Calif. governor denies RFK assassin parole
SACRAMENTO, Calif. — California’s governor on Thursday rejected releasing Robert F. Kennedy assassin Sirhan Sirhan from prison more than a half-century after the 1968 slaying that the governor called one of America’s “most notorious crimes.”
Gov. Gavin Newsom, who has cited RFK as his political hero, rejected a recommendation from a two-person panel of parole commissioners.
Newsom said Sirhan poses an unreasonable threat to public safety.
“Mr. Sirhan’s assassination of Senator Kennedy is among the most notorious crimes in American history,” Newsom wrote in his decision. “After decades in prison, he has failed to address the deficiencies that led him to assassinate Senator Kennedy. Mr. Sirhan lacks the insight that would prevent him from making the same types of dangerous decisions he made in the past.”

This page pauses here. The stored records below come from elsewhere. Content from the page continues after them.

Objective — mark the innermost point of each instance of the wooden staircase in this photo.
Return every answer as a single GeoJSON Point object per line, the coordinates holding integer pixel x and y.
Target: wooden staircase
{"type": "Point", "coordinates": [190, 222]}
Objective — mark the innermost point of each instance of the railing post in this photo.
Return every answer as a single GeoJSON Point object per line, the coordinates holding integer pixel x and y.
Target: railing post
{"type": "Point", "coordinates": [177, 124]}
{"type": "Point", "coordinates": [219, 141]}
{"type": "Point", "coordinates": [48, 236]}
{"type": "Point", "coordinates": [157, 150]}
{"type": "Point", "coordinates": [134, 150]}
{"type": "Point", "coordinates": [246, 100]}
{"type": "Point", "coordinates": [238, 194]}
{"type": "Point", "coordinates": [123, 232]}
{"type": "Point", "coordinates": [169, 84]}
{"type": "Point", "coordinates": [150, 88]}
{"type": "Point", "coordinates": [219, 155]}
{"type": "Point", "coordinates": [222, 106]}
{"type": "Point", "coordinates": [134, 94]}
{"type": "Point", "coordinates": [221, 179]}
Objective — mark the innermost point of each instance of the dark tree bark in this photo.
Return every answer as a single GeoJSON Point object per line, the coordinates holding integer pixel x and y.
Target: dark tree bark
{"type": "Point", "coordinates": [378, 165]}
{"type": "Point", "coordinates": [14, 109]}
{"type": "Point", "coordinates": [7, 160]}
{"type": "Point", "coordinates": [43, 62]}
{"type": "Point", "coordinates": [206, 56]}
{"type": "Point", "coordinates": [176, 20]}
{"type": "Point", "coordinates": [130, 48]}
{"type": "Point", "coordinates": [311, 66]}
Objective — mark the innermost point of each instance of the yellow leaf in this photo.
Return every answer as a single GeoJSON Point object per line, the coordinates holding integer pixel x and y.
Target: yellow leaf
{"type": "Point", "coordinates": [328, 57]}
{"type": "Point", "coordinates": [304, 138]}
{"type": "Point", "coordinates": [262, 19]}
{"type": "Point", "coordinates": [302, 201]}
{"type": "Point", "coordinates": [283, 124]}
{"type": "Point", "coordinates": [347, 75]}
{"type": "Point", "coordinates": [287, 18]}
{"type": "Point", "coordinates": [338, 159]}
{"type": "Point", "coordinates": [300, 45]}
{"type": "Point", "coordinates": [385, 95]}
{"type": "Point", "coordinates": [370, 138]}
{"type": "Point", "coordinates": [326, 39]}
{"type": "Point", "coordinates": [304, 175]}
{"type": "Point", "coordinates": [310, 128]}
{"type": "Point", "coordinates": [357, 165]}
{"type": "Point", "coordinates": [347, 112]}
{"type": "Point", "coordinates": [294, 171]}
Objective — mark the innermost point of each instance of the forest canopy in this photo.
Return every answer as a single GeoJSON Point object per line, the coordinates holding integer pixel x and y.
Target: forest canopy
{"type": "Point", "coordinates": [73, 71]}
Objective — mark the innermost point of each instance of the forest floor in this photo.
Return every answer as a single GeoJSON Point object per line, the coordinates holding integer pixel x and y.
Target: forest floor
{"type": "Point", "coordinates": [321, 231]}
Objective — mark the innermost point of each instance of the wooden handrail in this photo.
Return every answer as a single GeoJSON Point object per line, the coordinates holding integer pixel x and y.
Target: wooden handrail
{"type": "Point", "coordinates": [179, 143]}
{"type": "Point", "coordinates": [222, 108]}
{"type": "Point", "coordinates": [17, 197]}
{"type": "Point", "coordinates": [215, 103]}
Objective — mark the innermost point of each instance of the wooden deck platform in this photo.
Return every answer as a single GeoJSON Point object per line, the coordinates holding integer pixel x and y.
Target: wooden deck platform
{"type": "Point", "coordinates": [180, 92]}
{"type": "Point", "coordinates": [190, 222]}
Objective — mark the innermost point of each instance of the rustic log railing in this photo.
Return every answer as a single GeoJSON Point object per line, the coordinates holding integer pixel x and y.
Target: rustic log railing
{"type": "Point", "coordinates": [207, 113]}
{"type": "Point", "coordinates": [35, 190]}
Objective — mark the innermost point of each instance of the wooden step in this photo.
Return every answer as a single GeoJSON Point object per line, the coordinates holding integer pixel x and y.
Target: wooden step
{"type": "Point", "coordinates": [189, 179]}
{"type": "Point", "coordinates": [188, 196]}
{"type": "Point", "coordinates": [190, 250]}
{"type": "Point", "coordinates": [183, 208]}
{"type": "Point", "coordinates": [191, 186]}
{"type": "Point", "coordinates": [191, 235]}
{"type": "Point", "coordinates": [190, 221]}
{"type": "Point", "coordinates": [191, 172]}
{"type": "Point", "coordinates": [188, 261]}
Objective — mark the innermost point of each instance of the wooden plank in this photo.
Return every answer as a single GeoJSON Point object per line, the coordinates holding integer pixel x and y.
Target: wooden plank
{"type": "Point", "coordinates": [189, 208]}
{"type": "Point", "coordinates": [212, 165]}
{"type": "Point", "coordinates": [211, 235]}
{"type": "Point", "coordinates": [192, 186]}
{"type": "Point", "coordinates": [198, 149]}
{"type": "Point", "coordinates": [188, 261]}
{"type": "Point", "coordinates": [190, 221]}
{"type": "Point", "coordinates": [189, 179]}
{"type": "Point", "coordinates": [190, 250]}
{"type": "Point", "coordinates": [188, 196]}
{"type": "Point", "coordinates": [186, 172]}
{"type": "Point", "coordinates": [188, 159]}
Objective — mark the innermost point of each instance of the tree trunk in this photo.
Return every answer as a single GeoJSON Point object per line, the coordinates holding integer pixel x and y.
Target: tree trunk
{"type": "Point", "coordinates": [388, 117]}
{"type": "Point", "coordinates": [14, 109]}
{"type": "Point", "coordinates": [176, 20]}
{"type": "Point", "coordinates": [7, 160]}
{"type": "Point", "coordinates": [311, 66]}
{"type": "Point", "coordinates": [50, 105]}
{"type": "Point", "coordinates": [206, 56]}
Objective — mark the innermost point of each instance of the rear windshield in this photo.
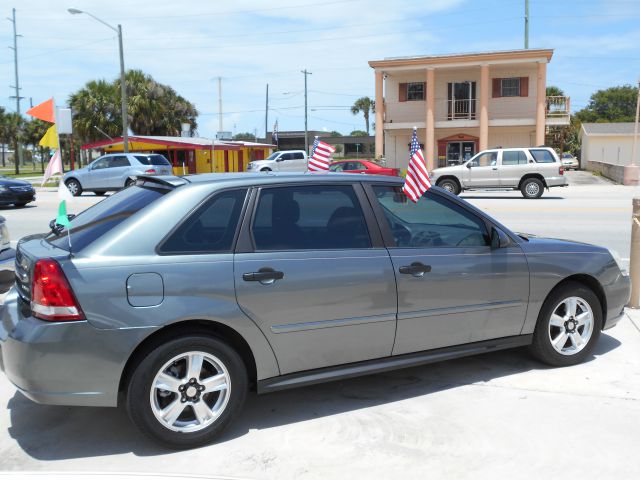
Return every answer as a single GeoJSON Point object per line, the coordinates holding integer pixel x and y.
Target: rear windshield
{"type": "Point", "coordinates": [102, 217]}
{"type": "Point", "coordinates": [156, 159]}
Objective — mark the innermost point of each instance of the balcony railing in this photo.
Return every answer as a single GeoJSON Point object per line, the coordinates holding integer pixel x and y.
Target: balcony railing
{"type": "Point", "coordinates": [462, 109]}
{"type": "Point", "coordinates": [558, 110]}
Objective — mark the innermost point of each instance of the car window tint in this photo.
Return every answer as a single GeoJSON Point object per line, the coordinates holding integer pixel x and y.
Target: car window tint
{"type": "Point", "coordinates": [514, 157]}
{"type": "Point", "coordinates": [487, 159]}
{"type": "Point", "coordinates": [542, 156]}
{"type": "Point", "coordinates": [155, 159]}
{"type": "Point", "coordinates": [102, 217]}
{"type": "Point", "coordinates": [119, 161]}
{"type": "Point", "coordinates": [314, 217]}
{"type": "Point", "coordinates": [211, 228]}
{"type": "Point", "coordinates": [433, 221]}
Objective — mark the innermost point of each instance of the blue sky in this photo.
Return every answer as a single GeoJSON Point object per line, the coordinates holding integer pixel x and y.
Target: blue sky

He said factors in his decision including Sirhan’s refusal to accept responsibility for his crime, his lack of insight and the accountability required to support his safe release, his failure to disclaim violence committed in his name, and his failure to mitigate his risk factors.
“Kennedy’s assassination not only changed the course of this nation and robbed the world of a promising young leader, it also left his 11 children without a father and his wife without a husband,” Newsom said in an opinion piece released along with his decision.
“Kennedy’s family bears his loss every day,” Newsom wrote. “Millions of Americans lost a unifier in a time of national turmoil and grief, just nine weeks after the assassination of the Rev. Martin Luther King, Jr., and four-and-a-half years after the murder of Kennedy’s brother, President John F. Kennedy.”
Robert Kennedy, the U.S. senator from New York, was shot moments after he claimed victory in California’s pivotal Democratic presidential primary. Five others were wounded during the assassination at the Ambassador Hotel in Los Angeles.
Even at age 77, Newsom said Sirhan “remains a potent symbol of political violence,” noting that terrorists have killed in his name.
Sirhan will be scheduled for a new parole hearing no later than February 2023.
Sirhan will ask a judge to overturn Newsom’s denial, said his defense attorney, Angela Berry. State law holds that inmates are supposed to be paroled unless they pose a current unreasonable public safety risk, she said, adding that “not an iota of evidence exists to suggest Mr. Sirhan is still a danger to society.”